Je n’avais pas prévu de t’écrire aujourd’hui. Mais j’ai visité un musée. Celui de « Haute Cour ». À Saint Gervais. Je suis parti marcher ce matin en bord de rivière, et je me suis laissé entraîné par mon élan. Marianne m’en a parlé hier soir. Pour en dire quoi, je ne m’en rappelle pas, mais je sais qu’elle a prononcé son nom. Ça a été suffisant pour me décider à aller le visiter quand j’ai vu un panneau qui indiquait sa direction, peu avant d’arriver St Gervais. Je n’avais rien à faire. Et puis, je n’en étais plus très loin de toute façon. J’avais aussi besoin de trouver un point terminal à ma marche, après quoi je pourrais revenir sur mes pas sans avoir l’impression d’avoir fait un aller-retour stérile.

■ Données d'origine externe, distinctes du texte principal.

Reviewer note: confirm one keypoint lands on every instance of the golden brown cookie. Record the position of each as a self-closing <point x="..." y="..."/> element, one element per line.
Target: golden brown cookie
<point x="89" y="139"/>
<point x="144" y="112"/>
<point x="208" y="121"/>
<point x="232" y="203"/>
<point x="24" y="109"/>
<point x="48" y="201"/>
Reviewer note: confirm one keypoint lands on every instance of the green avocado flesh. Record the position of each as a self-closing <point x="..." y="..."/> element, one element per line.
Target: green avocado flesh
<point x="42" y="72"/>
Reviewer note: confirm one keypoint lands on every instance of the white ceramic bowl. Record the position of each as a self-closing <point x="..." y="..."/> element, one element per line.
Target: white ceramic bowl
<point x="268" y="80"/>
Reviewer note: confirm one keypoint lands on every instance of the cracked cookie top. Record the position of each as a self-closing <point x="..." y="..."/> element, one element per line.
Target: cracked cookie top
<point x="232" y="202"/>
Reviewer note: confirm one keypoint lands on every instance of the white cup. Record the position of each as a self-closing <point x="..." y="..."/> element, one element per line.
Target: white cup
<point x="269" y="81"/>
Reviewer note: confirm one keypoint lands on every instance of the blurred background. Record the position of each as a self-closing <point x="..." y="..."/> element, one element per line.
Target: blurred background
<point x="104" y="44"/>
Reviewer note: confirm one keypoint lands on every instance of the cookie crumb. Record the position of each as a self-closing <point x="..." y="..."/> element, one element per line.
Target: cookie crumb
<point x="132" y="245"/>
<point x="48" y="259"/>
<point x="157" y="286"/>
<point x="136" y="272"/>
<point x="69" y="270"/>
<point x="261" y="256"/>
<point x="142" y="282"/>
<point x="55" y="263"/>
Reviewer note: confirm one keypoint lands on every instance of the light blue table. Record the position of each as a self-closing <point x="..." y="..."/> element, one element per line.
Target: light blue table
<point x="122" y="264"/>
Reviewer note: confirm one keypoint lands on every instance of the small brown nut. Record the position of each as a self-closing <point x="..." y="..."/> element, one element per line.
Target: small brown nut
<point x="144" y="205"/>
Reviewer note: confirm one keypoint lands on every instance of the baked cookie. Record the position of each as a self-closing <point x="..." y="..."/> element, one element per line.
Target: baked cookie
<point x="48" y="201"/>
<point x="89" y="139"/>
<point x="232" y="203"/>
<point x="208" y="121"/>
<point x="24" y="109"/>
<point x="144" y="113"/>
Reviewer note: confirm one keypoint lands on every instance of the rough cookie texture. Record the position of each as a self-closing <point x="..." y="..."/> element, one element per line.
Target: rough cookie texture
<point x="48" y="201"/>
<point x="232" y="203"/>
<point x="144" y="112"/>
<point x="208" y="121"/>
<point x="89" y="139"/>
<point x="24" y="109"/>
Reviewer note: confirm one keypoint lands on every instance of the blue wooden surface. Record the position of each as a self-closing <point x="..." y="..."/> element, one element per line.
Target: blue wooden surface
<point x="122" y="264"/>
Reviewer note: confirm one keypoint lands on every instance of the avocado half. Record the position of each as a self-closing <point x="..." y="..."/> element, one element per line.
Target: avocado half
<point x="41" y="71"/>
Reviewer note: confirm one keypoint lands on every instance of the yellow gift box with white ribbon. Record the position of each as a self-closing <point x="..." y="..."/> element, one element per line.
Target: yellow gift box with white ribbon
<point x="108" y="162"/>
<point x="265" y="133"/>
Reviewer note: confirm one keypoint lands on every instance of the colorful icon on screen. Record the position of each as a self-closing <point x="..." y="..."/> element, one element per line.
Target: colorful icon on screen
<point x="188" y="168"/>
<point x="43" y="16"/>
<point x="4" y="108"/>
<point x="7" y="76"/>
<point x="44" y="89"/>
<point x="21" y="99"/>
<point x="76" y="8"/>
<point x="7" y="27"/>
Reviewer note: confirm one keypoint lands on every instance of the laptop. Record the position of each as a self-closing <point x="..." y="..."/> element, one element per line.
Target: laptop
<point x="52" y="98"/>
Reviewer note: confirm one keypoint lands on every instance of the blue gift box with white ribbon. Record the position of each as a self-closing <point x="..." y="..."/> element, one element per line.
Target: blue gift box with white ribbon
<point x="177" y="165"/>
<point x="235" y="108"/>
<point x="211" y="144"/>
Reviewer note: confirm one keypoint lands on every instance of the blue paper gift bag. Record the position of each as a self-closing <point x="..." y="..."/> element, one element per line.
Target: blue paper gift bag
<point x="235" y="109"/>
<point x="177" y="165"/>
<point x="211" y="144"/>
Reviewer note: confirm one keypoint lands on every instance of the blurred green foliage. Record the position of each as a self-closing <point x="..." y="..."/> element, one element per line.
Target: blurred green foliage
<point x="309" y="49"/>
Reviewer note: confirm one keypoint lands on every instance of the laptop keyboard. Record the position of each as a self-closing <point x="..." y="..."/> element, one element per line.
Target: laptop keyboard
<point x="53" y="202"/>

J’ai franchi la porte à double battant et je suis aussitôt revenu sur mes pas. D’abord dans l’optique de fuir. C’était la décision la plus saine qui s’imposait. Mais je ne suis pas allé plus loin que l’accueil. J’ai demandé avec une aménité toute hypocrite à la bonne femme qui y était si je pouvais avoir des feuilles et un stylo, s’il vous plaît madame, pendant que mes yeux miraient la sortie avec envie.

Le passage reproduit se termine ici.